高频量化交之李:在华尔街狼舞岁
轉 “高頻量化交易之王”李慶:在華爾街與狼共舞的歲月
在華爾街打拼16年,成為最頂尖的量化投資基金經理,李慶并沒有忘記初心,依然幾十年如一日的努力、勤奮。他相信一個人無論做什么,要成功只有一句話,“非常踏實,嚴謹地去做這件事情”,“只要是努力工作,努力去研究,努力去嚴謹地做一件事情,最后成功的可能性才會很大。”
李慶有自己的獨門秘籍。他原本應該是數學家,最終卻在16年間成為華爾街的頂級資本玩家。他和很多優秀的物理學家、數學家一起,靠數學模型分析金融市場。他們被稱為寬客(Quant),依靠數學模型打敗市場,博取高額的投資收益。

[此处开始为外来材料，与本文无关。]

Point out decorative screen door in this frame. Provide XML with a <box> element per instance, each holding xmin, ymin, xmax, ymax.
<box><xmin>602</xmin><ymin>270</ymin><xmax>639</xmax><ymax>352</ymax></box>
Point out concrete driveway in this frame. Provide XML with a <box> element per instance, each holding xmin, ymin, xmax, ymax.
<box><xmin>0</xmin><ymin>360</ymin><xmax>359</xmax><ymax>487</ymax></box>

就像金庸小說《神雕俠侶》里華山派的劍宗和氣宗,李慶所在的行業也分門派,基本面分析和量化分析,前者分析關注公司的價值;后者并不關注宏觀經濟和公司基本面分析,它們只關心交易市場上稍縱即逝的套利機會。兩大門派都有一代宗師,基本面分析的宗師是沃倫·巴菲特;而量化分析一派的宗師非詹姆斯·西蒙斯莫屬。
在華爾街量化投資圈,文藝復興科技、德劭基金(D.E. Shaw)、雙西投資(Two Sigma)、千禧年基金(Millennium)、橋水(Bridgewater)、城堡投資集團(Citadel Investment Group)和賽克資本(SAC Capital)等量化對沖基金是頂尖玩家。

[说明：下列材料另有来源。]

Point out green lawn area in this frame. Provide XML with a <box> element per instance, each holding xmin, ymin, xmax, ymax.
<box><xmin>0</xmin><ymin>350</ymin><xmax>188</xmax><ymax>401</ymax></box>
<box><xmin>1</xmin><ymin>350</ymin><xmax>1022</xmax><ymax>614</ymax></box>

不過,從20世界80年代開始,華爾街量化投資圈開始涌入強大的新生勢力,俄羅斯人、印度人和華人開始三足鼎立。而在華人量化投資圈中,李慶是集大成者的明星級人物,他和李祥林、江平、李笑薇等人皆因獨特的貢獻聞名華爾街。
李祥林發明了“高斯聯結相依函數(Gaussian copula function)模型”,創造了華爾街最大的債券市場;李笑薇曾是華人基金經理中定量研究泛亞洲市場絕對權威之一;江平被曾被華爾街著名專業雜志《交易員》評為年度“百強交易員”,巴菲特稱贊他為“奇才”;李慶是華爾街“高頻量化交易之王”,他也是華爾街最早做高頻量化交易的基金經理,專注量化投資16年。
保送北大數學系的天才少年
去美國之前,李慶從來沒有想過自己會進入金融行業,他認為自己一輩子都會從事與數學相關的工作。
李慶出生在成都一個工程師家庭。他很小的時候就表現出了非凡的數學天賦。幼兒園的小朋友每天只會數數數到39,李慶常常跟媽媽抱怨,感覺無趣,沒有新鮮感。李慶4歲那年,媽媽干脆把他送到了小學讀書。
李慶的媽媽也特別喜歡數學。她很注重培養和保護李慶的數學興趣。李慶常跟年紀相差不大的表兄弟們一起玩耍。外公也常會考他們數學問題。李慶最是答得又快又準,“從小環境的培養,讓我對數學感興趣。”
1986年,李慶參加首屆華羅庚金杯數學邀請賽,超常發揮獲得了成都市第一名,被選拔到北京參加復賽。這是他第一次出遠門,坐了幾十個小時才能到北京的長途火車。到了北京遇到了大風沙,只覺得北京特別大。
因為華羅庚金杯數學邀請賽的表現,李慶從小學五年級跳級,被特招到成都七中讀初一,“正式開始接觸奧數”。當時的數學老師是“成都市為數不多的特級老師之一”,一直帶李慶到高二。
確切地說,李慶的中學是在國內奧數熱中進行的。李慶也在1989年全國初中數學聯賽中獲得四川省第一名。奧數給李慶提供了很大的自由空間,“我可以成天花很多時間研究我喜歡做的事情”。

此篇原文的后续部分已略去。